LESSON 13 QUESTIONS: Depicting confidence and significance

FOCUS QUESTION: How reliable is my estimate of population mean?

Contents


EXAMPLE 1: Load the Fisher iris data

   load fisheriris;


EXAMPLE 2: Compute the ends of the 95% confidence intervals for sepal length

   sepalLens = reshape(meas(:, 1), 50, 3);  % Make sepal lengths 50 x 3
   sampleSize = size(sepalLens, 1); % Number of rows (points in the sample)
   sLenMeans = mean(sepalLens); % Calculate the mean sepal length each species
   sLenSEMs = std(sepalLens)./ sqrt(sampleSize);
   sLenCIEnds = sLenSEMs.* 1.96; % Calculate the size of confidence interval

Questions Answers
What is a random sample? A random sample is a subset of values selected at random from a population. In common English usage, a sample often refers to a single value, but in statistics, a sample represents a group of values.
How do I estimate the true mean of a population if I only have one sample of that population? The usual way is to calculate the sample mean and use this value as an "estimate" of the true population mean. In MATLAB, the mean of the sample held in vector x is just mean(x).
How can I get a good estimate of the true population mean? Usually larger random samples result in better estimates of the true population mean. Many biological research projects use very small samples because of the difficulty or expense of doing the experiment. Making sure that the sample is picked at random is very important and difficult in practice. If you take a different sample, you will usually get a different estimate. Taking multiple random samples and pooling the estimates is useful too.
How do I estimate the true standard deviation of a population if I only have one sample of that population? The usual way is to calculate the unbiased estimator of the standard deviation. In MATLAB, the unbiased estimator of population standard deviation for a sample held in vector x is just std(x).
How is std(x) calculated? The std(x) is the unbiased sample estimate of the population standard deviation. The evaluation takes the square root of the squared error of the sample values from the sample mean divided by the length of the sample minus 1. See the handout on Populations and samples for the actual formulas.
Does std(x) represent the standard deviation of the sample in the vector x? No, std(x) is not the standard deviation of x.
How can I calculate the actual sample standard deviation of x? Use std(x, 1) to calculate the actual standard deviation of the values contained in the vector x.
How is std(x, 1) calculated? Calculate std(x, 1) by taking the square root of the variance of x. In other words, the standard deviation is just the square root of the MSE of the values from the mean.
Why not just use the sample standard deviation to estimate the population standard deviation? Statisticians have found that, on the whole, sample standard deviation underestimates the population standard deviation, especially for small samples. In other words, sample standard deviation is a "biased" estimator of population standard deviation. They came up with a fudge factor to give a better estimate.
What does SEM stand for? SEM stands for standard error of the mean.
What does SEM represent? SEM gives the standard deviation of different sample estimates of the population mean.
How can I estimate SEM if I have only one sample? Suppose the sample is in the vector x. Calculate SEM as std(x)./ sqrt(length(x)). In other words, estimate SEM by dividing an estimate of the population standard deviation by the square root of the sample size.

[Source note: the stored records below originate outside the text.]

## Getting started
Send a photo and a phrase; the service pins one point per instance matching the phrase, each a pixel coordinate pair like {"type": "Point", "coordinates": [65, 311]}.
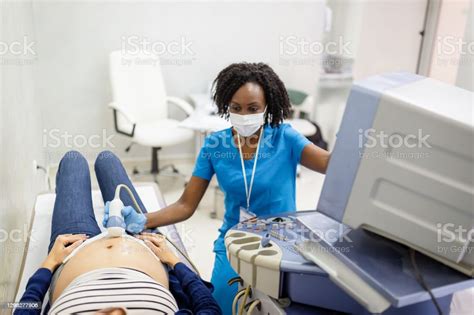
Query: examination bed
{"type": "Point", "coordinates": [40, 228]}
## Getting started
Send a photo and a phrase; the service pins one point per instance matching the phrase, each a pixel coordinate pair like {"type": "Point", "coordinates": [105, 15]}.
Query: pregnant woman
{"type": "Point", "coordinates": [122, 275]}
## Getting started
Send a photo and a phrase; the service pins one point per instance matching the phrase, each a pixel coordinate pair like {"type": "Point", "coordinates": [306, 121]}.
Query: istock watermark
{"type": "Point", "coordinates": [374, 138]}
{"type": "Point", "coordinates": [17, 52]}
{"type": "Point", "coordinates": [449, 232]}
{"type": "Point", "coordinates": [393, 145]}
{"type": "Point", "coordinates": [452, 233]}
{"type": "Point", "coordinates": [142, 50]}
{"type": "Point", "coordinates": [300, 50]}
{"type": "Point", "coordinates": [56, 138]}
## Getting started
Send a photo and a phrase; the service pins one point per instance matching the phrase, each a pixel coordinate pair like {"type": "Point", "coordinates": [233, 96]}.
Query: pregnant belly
{"type": "Point", "coordinates": [111, 252]}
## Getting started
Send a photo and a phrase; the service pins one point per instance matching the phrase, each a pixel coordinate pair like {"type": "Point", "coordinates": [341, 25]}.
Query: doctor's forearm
{"type": "Point", "coordinates": [172, 214]}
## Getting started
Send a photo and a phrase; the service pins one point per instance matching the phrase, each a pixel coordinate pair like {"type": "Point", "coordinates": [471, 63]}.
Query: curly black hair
{"type": "Point", "coordinates": [230, 79]}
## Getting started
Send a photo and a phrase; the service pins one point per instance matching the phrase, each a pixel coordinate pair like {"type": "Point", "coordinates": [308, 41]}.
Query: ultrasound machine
{"type": "Point", "coordinates": [393, 230]}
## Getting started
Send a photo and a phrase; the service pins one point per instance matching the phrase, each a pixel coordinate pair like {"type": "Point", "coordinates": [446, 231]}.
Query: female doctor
{"type": "Point", "coordinates": [254, 161]}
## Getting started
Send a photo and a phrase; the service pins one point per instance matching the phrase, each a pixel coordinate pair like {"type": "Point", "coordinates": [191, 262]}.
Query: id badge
{"type": "Point", "coordinates": [245, 215]}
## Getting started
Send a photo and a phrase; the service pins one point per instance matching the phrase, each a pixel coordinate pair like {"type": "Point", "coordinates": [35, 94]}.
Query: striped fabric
{"type": "Point", "coordinates": [102, 288]}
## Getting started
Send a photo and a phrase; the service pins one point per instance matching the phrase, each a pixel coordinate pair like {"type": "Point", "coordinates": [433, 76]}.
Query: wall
{"type": "Point", "coordinates": [75, 38]}
{"type": "Point", "coordinates": [389, 37]}
{"type": "Point", "coordinates": [20, 140]}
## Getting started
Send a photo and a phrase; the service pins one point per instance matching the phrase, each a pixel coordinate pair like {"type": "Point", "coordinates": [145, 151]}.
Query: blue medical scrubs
{"type": "Point", "coordinates": [273, 188]}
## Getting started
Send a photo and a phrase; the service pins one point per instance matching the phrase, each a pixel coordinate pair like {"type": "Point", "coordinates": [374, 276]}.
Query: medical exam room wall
{"type": "Point", "coordinates": [75, 38]}
{"type": "Point", "coordinates": [20, 141]}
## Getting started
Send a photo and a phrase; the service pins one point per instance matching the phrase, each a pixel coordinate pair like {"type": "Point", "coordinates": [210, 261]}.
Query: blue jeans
{"type": "Point", "coordinates": [73, 212]}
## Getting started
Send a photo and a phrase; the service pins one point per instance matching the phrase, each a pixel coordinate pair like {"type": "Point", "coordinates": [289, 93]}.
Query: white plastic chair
{"type": "Point", "coordinates": [140, 104]}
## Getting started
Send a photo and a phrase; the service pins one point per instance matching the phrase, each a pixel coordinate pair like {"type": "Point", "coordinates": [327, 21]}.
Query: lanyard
{"type": "Point", "coordinates": [248, 191]}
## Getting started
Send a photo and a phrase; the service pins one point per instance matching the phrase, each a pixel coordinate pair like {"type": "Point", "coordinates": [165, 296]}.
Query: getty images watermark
{"type": "Point", "coordinates": [372, 138]}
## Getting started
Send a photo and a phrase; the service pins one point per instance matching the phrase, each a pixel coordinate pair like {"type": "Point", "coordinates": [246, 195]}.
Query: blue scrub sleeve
{"type": "Point", "coordinates": [35, 291]}
{"type": "Point", "coordinates": [203, 167]}
{"type": "Point", "coordinates": [296, 141]}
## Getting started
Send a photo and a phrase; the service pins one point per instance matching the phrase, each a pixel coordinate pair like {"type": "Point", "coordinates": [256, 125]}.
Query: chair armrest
{"type": "Point", "coordinates": [185, 106]}
{"type": "Point", "coordinates": [127, 117]}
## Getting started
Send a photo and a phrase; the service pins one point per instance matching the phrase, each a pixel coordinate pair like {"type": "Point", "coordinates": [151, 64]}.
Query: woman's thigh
{"type": "Point", "coordinates": [110, 173]}
{"type": "Point", "coordinates": [73, 211]}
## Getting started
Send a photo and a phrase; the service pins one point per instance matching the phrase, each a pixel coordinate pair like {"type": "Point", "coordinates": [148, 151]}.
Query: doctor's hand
{"type": "Point", "coordinates": [134, 221]}
{"type": "Point", "coordinates": [157, 244]}
{"type": "Point", "coordinates": [63, 246]}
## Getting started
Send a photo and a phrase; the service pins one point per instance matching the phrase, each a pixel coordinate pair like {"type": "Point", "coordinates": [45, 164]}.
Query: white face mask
{"type": "Point", "coordinates": [247, 125]}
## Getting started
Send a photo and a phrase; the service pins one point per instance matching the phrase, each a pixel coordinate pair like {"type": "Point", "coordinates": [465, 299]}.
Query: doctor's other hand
{"type": "Point", "coordinates": [63, 246]}
{"type": "Point", "coordinates": [157, 244]}
{"type": "Point", "coordinates": [134, 221]}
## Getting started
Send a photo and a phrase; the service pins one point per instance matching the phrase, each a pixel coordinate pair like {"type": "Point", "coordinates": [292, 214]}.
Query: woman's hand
{"type": "Point", "coordinates": [157, 243]}
{"type": "Point", "coordinates": [63, 246]}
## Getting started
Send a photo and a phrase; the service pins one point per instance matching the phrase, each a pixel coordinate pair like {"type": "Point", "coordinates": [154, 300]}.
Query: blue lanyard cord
{"type": "Point", "coordinates": [248, 191]}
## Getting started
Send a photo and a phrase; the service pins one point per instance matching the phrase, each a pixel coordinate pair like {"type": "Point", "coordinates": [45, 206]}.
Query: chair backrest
{"type": "Point", "coordinates": [137, 86]}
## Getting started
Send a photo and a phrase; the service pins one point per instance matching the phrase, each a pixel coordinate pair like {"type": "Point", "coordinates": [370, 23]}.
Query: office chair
{"type": "Point", "coordinates": [140, 105]}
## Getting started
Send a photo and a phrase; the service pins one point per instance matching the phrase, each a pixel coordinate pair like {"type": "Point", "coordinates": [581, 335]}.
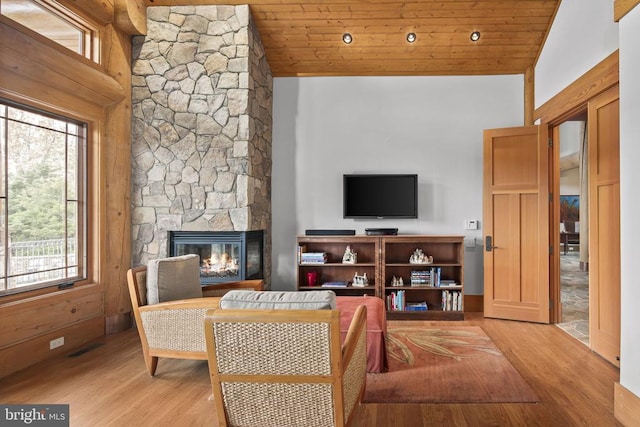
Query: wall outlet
{"type": "Point", "coordinates": [471, 224]}
{"type": "Point", "coordinates": [58, 342]}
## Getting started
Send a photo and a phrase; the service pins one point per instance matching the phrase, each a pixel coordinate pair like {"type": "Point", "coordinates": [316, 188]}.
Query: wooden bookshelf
{"type": "Point", "coordinates": [382, 258]}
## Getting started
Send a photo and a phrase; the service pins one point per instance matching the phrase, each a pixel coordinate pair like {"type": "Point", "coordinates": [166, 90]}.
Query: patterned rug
{"type": "Point", "coordinates": [456, 364]}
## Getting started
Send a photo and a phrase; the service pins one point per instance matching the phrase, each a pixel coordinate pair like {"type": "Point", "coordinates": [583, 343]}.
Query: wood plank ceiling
{"type": "Point", "coordinates": [305, 38]}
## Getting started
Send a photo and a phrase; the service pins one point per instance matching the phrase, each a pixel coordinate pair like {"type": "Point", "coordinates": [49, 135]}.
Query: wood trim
{"type": "Point", "coordinates": [473, 303]}
{"type": "Point", "coordinates": [529, 96]}
{"type": "Point", "coordinates": [27, 353]}
{"type": "Point", "coordinates": [626, 405]}
{"type": "Point", "coordinates": [622, 7]}
{"type": "Point", "coordinates": [118, 323]}
{"type": "Point", "coordinates": [100, 10]}
{"type": "Point", "coordinates": [33, 317]}
{"type": "Point", "coordinates": [573, 98]}
{"type": "Point", "coordinates": [48, 67]}
{"type": "Point", "coordinates": [131, 16]}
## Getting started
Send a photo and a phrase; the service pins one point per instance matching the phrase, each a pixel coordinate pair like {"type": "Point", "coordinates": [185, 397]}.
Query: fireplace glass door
{"type": "Point", "coordinates": [224, 256]}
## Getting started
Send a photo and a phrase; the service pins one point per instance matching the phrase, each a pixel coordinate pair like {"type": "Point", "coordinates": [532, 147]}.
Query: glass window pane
{"type": "Point", "coordinates": [45, 22]}
{"type": "Point", "coordinates": [41, 223]}
{"type": "Point", "coordinates": [72, 167]}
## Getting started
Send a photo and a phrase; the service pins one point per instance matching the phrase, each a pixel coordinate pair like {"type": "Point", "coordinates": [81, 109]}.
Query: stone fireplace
{"type": "Point", "coordinates": [201, 140]}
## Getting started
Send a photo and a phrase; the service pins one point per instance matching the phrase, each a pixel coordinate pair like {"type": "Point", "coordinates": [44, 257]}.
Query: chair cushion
{"type": "Point", "coordinates": [316, 300]}
{"type": "Point", "coordinates": [174, 278]}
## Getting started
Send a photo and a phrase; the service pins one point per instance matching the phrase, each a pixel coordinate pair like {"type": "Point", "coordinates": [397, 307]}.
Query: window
{"type": "Point", "coordinates": [42, 199]}
{"type": "Point", "coordinates": [57, 24]}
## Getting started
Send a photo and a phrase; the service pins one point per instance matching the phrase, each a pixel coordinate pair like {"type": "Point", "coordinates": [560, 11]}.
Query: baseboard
{"type": "Point", "coordinates": [626, 406]}
{"type": "Point", "coordinates": [115, 323]}
{"type": "Point", "coordinates": [473, 303]}
{"type": "Point", "coordinates": [37, 349]}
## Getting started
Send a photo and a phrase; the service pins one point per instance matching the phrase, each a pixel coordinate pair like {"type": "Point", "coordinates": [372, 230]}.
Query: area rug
{"type": "Point", "coordinates": [452, 364]}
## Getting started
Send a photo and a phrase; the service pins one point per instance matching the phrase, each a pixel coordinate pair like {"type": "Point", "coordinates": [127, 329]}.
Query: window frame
{"type": "Point", "coordinates": [82, 199]}
{"type": "Point", "coordinates": [90, 34]}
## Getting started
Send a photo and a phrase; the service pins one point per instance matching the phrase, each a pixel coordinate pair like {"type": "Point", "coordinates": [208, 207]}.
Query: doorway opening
{"type": "Point", "coordinates": [573, 227]}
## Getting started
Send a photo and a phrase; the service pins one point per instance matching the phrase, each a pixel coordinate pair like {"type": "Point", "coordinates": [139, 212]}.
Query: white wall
{"type": "Point", "coordinates": [629, 202]}
{"type": "Point", "coordinates": [582, 35]}
{"type": "Point", "coordinates": [432, 126]}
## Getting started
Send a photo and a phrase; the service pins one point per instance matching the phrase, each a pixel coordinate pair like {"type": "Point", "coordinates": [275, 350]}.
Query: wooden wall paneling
{"type": "Point", "coordinates": [529, 96]}
{"type": "Point", "coordinates": [131, 16]}
{"type": "Point", "coordinates": [115, 184]}
{"type": "Point", "coordinates": [622, 7]}
{"type": "Point", "coordinates": [44, 62]}
{"type": "Point", "coordinates": [35, 316]}
{"type": "Point", "coordinates": [595, 81]}
{"type": "Point", "coordinates": [101, 11]}
{"type": "Point", "coordinates": [27, 353]}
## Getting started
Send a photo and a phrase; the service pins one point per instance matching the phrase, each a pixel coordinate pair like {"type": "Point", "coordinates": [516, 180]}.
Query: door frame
{"type": "Point", "coordinates": [564, 105]}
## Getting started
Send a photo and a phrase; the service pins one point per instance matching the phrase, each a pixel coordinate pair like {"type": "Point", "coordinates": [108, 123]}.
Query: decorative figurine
{"type": "Point", "coordinates": [360, 281]}
{"type": "Point", "coordinates": [419, 257]}
{"type": "Point", "coordinates": [349, 256]}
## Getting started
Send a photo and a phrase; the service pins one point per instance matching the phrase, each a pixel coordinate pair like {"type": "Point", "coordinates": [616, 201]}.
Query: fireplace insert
{"type": "Point", "coordinates": [225, 256]}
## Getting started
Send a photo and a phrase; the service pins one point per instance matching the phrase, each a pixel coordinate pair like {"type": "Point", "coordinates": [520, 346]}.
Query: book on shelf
{"type": "Point", "coordinates": [396, 301]}
{"type": "Point", "coordinates": [417, 306]}
{"type": "Point", "coordinates": [334, 285]}
{"type": "Point", "coordinates": [301, 249]}
{"type": "Point", "coordinates": [447, 283]}
{"type": "Point", "coordinates": [313, 258]}
{"type": "Point", "coordinates": [430, 277]}
{"type": "Point", "coordinates": [451, 300]}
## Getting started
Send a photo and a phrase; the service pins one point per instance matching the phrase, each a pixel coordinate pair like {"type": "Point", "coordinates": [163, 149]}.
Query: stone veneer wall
{"type": "Point", "coordinates": [202, 108]}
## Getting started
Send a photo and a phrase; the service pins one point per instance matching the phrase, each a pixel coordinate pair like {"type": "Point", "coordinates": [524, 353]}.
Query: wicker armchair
{"type": "Point", "coordinates": [293, 370]}
{"type": "Point", "coordinates": [173, 329]}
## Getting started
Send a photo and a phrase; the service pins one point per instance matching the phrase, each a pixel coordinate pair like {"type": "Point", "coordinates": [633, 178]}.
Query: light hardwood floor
{"type": "Point", "coordinates": [109, 386]}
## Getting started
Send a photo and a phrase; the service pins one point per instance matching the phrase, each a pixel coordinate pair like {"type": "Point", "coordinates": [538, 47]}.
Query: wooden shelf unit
{"type": "Point", "coordinates": [448, 255]}
{"type": "Point", "coordinates": [383, 257]}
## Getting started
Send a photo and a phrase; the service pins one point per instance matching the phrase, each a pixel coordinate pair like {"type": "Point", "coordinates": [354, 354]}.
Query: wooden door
{"type": "Point", "coordinates": [516, 223]}
{"type": "Point", "coordinates": [604, 225]}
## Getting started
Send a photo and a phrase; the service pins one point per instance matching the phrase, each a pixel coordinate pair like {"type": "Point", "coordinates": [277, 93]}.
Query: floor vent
{"type": "Point", "coordinates": [85, 350]}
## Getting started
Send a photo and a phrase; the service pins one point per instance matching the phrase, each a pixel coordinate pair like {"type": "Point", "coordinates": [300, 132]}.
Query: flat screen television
{"type": "Point", "coordinates": [380, 196]}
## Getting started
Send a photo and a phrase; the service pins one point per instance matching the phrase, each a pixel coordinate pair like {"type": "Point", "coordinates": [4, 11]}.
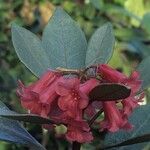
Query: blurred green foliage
{"type": "Point", "coordinates": [131, 22]}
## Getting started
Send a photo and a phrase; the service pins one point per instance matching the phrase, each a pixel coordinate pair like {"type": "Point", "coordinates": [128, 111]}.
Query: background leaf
{"type": "Point", "coordinates": [143, 68]}
{"type": "Point", "coordinates": [135, 140]}
{"type": "Point", "coordinates": [109, 92]}
{"type": "Point", "coordinates": [141, 121]}
{"type": "Point", "coordinates": [29, 50]}
{"type": "Point", "coordinates": [64, 41]}
{"type": "Point", "coordinates": [13, 131]}
{"type": "Point", "coordinates": [100, 46]}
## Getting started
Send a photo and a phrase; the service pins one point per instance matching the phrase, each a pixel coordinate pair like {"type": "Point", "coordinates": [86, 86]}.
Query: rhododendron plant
{"type": "Point", "coordinates": [75, 86]}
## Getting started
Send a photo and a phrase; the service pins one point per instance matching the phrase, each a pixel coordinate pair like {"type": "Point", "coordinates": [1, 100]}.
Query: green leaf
{"type": "Point", "coordinates": [143, 68]}
{"type": "Point", "coordinates": [29, 50]}
{"type": "Point", "coordinates": [27, 118]}
{"type": "Point", "coordinates": [141, 121]}
{"type": "Point", "coordinates": [146, 22]}
{"type": "Point", "coordinates": [13, 131]}
{"type": "Point", "coordinates": [64, 42]}
{"type": "Point", "coordinates": [100, 46]}
{"type": "Point", "coordinates": [109, 92]}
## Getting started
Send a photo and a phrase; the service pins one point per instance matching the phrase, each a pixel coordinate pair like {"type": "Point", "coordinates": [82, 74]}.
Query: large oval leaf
{"type": "Point", "coordinates": [100, 46]}
{"type": "Point", "coordinates": [13, 131]}
{"type": "Point", "coordinates": [64, 42]}
{"type": "Point", "coordinates": [144, 70]}
{"type": "Point", "coordinates": [109, 92]}
{"type": "Point", "coordinates": [141, 121]}
{"type": "Point", "coordinates": [29, 50]}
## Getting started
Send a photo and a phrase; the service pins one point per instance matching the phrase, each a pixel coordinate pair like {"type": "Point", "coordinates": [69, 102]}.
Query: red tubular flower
{"type": "Point", "coordinates": [86, 88]}
{"type": "Point", "coordinates": [114, 119]}
{"type": "Point", "coordinates": [71, 99]}
{"type": "Point", "coordinates": [79, 131]}
{"type": "Point", "coordinates": [111, 75]}
{"type": "Point", "coordinates": [38, 97]}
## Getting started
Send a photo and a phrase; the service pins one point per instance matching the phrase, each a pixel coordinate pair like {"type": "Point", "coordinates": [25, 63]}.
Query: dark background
{"type": "Point", "coordinates": [131, 23]}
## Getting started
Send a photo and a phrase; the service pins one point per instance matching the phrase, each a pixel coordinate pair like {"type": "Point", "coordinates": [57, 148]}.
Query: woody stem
{"type": "Point", "coordinates": [95, 117]}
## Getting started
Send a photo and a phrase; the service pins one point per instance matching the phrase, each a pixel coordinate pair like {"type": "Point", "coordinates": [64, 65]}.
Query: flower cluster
{"type": "Point", "coordinates": [66, 101]}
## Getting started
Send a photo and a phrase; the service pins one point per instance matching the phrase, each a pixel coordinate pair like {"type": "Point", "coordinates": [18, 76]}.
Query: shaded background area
{"type": "Point", "coordinates": [131, 23]}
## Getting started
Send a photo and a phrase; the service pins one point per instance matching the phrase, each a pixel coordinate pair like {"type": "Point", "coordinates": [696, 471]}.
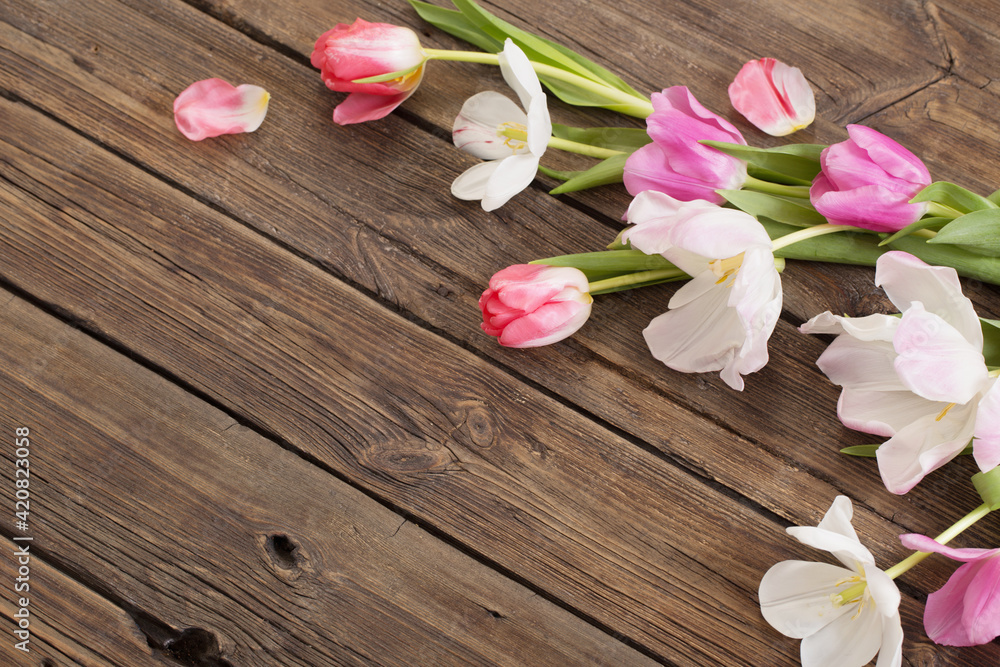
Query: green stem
{"type": "Point", "coordinates": [628, 279]}
{"type": "Point", "coordinates": [904, 565]}
{"type": "Point", "coordinates": [939, 210]}
{"type": "Point", "coordinates": [811, 232]}
{"type": "Point", "coordinates": [637, 106]}
{"type": "Point", "coordinates": [799, 191]}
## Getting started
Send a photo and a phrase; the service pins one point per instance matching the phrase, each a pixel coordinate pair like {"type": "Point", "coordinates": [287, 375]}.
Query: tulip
{"type": "Point", "coordinates": [675, 163]}
{"type": "Point", "coordinates": [529, 305]}
{"type": "Point", "coordinates": [214, 107]}
{"type": "Point", "coordinates": [511, 163]}
{"type": "Point", "coordinates": [723, 317]}
{"type": "Point", "coordinates": [868, 181]}
{"type": "Point", "coordinates": [919, 379]}
{"type": "Point", "coordinates": [774, 97]}
{"type": "Point", "coordinates": [805, 600]}
{"type": "Point", "coordinates": [362, 50]}
{"type": "Point", "coordinates": [966, 610]}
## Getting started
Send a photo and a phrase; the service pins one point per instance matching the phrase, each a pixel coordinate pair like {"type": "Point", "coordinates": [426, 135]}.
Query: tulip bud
{"type": "Point", "coordinates": [530, 305]}
{"type": "Point", "coordinates": [214, 107]}
{"type": "Point", "coordinates": [675, 163]}
{"type": "Point", "coordinates": [363, 50]}
{"type": "Point", "coordinates": [868, 181]}
{"type": "Point", "coordinates": [774, 97]}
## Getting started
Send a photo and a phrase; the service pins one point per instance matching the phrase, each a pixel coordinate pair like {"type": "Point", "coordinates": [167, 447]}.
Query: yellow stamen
{"type": "Point", "coordinates": [944, 412]}
{"type": "Point", "coordinates": [724, 268]}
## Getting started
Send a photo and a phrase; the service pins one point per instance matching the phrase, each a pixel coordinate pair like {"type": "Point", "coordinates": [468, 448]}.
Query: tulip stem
{"type": "Point", "coordinates": [630, 104]}
{"type": "Point", "coordinates": [810, 232]}
{"type": "Point", "coordinates": [916, 557]}
{"type": "Point", "coordinates": [797, 191]}
{"type": "Point", "coordinates": [634, 279]}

EXAMPLE 3: Output population estimates for Iris setosa

   fprintf('Population estimate of mean sepal length for Iris setosa: %g\n',  ...
           sLenMeans(1))
   fprintf('95%% confidence interval for this estimate: [%g, %g]\n', ...
           sLenMeans(1) - sLenCIEnds(1), sLenMeans(1) + sLenCIEnds(1));
   fprintf('Standard error (SE or SEM): %g\n', sLenSEMs(1));
   fprintf('Relative standard error (RSE): %g%%\n', ...
       100*sLenSEMs(1)./sLenMeans(1));
Population estimate of mean sepal length for Iris setosa: 5.006
95% confidence interval for this estimate: [4.90829, 5.10371]
Standard error (SE or SEM): 0.0498496
Relative standard error (RSE): 0.995796%

Questions Answers
What is the 95% confidence interval for the mean? Roughly, we are 95% certain that the true population mean falls within this interval. More specifically, If we take a large number of different samples and compute the confidence interval for each, these 95% of these confidence intervals will contain the true mean.
Does a confidence interval represent a single value? No, a confidence interval is always a vector of two values specifying a range. The first value is the smaller of the two values.
How do I estimate the 95% confidence interval for the population mean given a random sample of that population? Suppose the sample is in the vector x. Follow these steps:
  • Estimate the population mean, m (by using the sample mean, mean(x)).
  • Calculate the SEM (by using std(x)./sqrt(n) where n is the number of elements in x).
  • The confidence interval is just [m - SEM*1.96, m + SEM*1.96].
Does the calculation of the 95% confidence interval for the population mean make any assumptions about the population? Yes, the formula assumes that the population is normally distributed and may not be accurate for populations that are not normally distributed. Furthermore, the sample must be drawn at random from the population.
Why does the fprintf statement use two percent signs (%%) in a row to print out a single percent sign? Normally fprintf interprets the percent sign (%) as the start of a format specifier for a variable value. Two percent signs in a row tell MATLAB to interpret these characters as a single percent rather than as the beginning of a format specifier.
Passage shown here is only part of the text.